如果你做的完全一样但没有CREATE INDEX ON messages (recipient_id) ;
声明,你会得到的是:
QUERY PLAN
1 Sort (cost=2123.86..2124.36 rows=200 width=48) (actual time=27.305..27.320 rows=227 loops=1)
2 Sort Key: send_date
3 Sort Method: quicksort Memory: 35kB
4 -> Seq Scan on messages (cost=0.00..2116.22 rows=200 width=48) (actual time=0.108..27.097 rows=227 loops=1)
5 Filter: ((recipient_id = 123) OR (sender_id = 123))
6 Rows Removed by Filter: 103454
7 Planning time: 0.474 ms
8 Execution time: 27.392 ms
QUERY PLAN
1 Sort (cost=2135.60..2136.10 rows=201 width=48) (actual time=15.716..15.803 rows=227 loops=1)

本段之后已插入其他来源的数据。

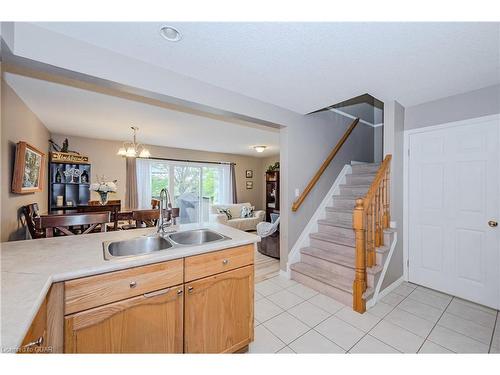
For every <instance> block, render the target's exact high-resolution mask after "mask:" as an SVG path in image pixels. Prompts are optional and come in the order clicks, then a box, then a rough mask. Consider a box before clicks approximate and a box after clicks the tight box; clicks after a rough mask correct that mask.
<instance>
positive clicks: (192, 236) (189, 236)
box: [168, 229, 230, 245]
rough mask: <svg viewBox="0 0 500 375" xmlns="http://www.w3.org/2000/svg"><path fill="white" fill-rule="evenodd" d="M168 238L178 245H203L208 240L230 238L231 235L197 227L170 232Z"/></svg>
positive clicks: (216, 240)
mask: <svg viewBox="0 0 500 375" xmlns="http://www.w3.org/2000/svg"><path fill="white" fill-rule="evenodd" d="M168 238H169V239H170V240H171V241H172V242H174V243H175V244H178V245H203V244H205V243H208V242H215V241H224V240H227V239H230V238H229V237H226V236H224V235H222V234H220V233H217V232H214V231H213V230H210V229H196V230H188V231H185V232H176V233H172V234H169V235H168Z"/></svg>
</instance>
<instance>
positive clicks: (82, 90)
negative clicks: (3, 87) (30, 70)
mask: <svg viewBox="0 0 500 375" xmlns="http://www.w3.org/2000/svg"><path fill="white" fill-rule="evenodd" d="M5 80H6V82H7V84H8V85H9V86H11V87H12V88H13V89H14V91H15V92H16V93H17V95H18V96H19V97H20V98H21V99H22V100H23V101H24V102H25V103H26V105H27V106H28V107H29V108H30V109H31V110H32V111H33V112H34V113H35V114H36V115H37V117H38V118H39V119H40V120H41V121H42V122H43V123H44V124H45V126H47V128H48V129H49V130H50V131H51V132H52V133H55V134H64V135H73V136H81V137H90V138H100V139H109V140H120V141H125V140H130V138H131V136H132V133H131V130H130V127H131V126H132V125H134V126H138V127H139V128H140V130H139V133H138V138H139V139H138V140H139V141H140V142H141V143H147V144H151V145H159V146H169V147H178V148H187V149H194V150H204V151H213V152H222V153H231V154H240V155H248V156H254V157H267V156H271V155H276V154H278V153H279V132H278V131H277V130H274V131H267V130H262V129H256V128H252V127H250V126H243V125H238V124H234V123H229V122H224V121H218V120H214V119H210V118H206V117H201V116H195V115H191V114H187V113H183V112H178V111H173V110H168V109H165V108H160V107H157V106H153V105H148V104H144V103H139V102H135V101H130V100H126V99H122V98H118V97H114V96H109V95H104V94H99V93H95V92H92V91H86V90H82V89H79V88H74V87H69V86H64V85H61V84H57V83H52V82H47V81H42V80H38V79H34V78H28V77H24V76H19V75H15V74H10V73H5ZM254 145H267V146H268V149H266V151H264V152H263V153H257V152H255V150H254V149H253V148H252V146H254Z"/></svg>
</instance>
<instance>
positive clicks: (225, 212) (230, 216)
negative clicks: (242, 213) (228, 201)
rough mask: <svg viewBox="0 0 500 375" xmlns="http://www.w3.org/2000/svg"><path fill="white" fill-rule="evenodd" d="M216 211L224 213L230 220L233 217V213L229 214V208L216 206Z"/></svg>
mask: <svg viewBox="0 0 500 375" xmlns="http://www.w3.org/2000/svg"><path fill="white" fill-rule="evenodd" d="M217 212H218V213H220V214H226V216H227V219H228V220H231V219H232V218H233V215H232V214H231V210H230V209H229V208H218V209H217Z"/></svg>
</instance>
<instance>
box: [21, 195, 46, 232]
mask: <svg viewBox="0 0 500 375" xmlns="http://www.w3.org/2000/svg"><path fill="white" fill-rule="evenodd" d="M38 216H39V209H38V203H31V204H28V205H26V206H22V207H21V217H20V220H21V224H22V225H23V226H24V227H26V228H28V231H29V232H30V235H31V238H32V239H37V238H42V237H43V236H44V233H43V231H42V230H40V229H39V228H37V226H36V225H35V218H37V217H38Z"/></svg>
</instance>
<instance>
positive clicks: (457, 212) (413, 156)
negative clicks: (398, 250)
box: [408, 117, 500, 308]
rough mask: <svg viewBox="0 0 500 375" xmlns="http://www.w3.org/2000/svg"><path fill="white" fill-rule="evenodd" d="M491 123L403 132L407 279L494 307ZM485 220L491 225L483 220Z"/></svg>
mask: <svg viewBox="0 0 500 375" xmlns="http://www.w3.org/2000/svg"><path fill="white" fill-rule="evenodd" d="M499 128H500V126H499V118H498V117H494V118H491V117H490V118H488V119H475V120H470V121H467V122H462V123H461V124H460V125H456V126H451V124H450V126H443V127H438V128H434V129H431V130H425V129H421V131H419V132H417V133H412V134H410V135H409V147H410V150H409V160H408V161H409V162H408V167H409V170H408V176H409V181H408V182H409V186H408V198H409V200H408V217H409V223H408V229H409V233H408V235H409V237H408V239H409V241H408V256H409V280H410V281H411V282H414V283H417V284H421V285H424V286H427V287H429V288H433V289H436V290H440V291H443V292H446V293H449V294H452V295H455V296H458V297H461V298H464V299H468V300H471V301H474V302H477V303H480V304H483V305H486V306H490V307H493V308H499V307H500V241H499V239H500V235H499V233H500V227H498V226H496V227H495V226H494V225H495V224H494V222H496V221H499V219H500V199H499V195H500V181H499V176H500V173H499V169H500V163H499V155H500V149H499V146H500V141H499V137H500V131H499ZM489 221H493V222H492V223H488V222H489Z"/></svg>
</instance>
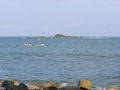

2 Sort Key: messages.send_date
3 Sort Method: quicksort Memory: 35kB
4 -> HashAggregate (cost=2125.90..2127.91 rows=201 width=48) (actual time=15.571..15.621 rows=227 loops=1)
5 Group Key: messages.sender_id, messages.recipient_id, messages.send_date, messages.message_text
6 -> Append (cost=0.00..2123.89 rows=201 width=48) (actual time=0.061..15.371 rows=227 loops=1)
7 -> Seq Scan on messages (cost=0.00..1857.01 rows=100 width=48) (actual time=0.060..15.092 rows=117 loops=1)
8 Filter: (recipient_id = 123)
9 Rows Removed by Filter: 103564
10 -> Bitmap Heap Scan on messages messages_1 (cost=5.20..264.87 rows=101 width=48) (actual time=0.086..0.248 rows=110 loops=1)
11 Recheck Cond: (sender_id = 123)
12 Heap Blocks: exact=101
13 -> Bitmap Index Scan on messages_pkey (cost=0.00..5.18 rows=101 width=0) (actual time=0.066..0.066 rows=110 loops=1)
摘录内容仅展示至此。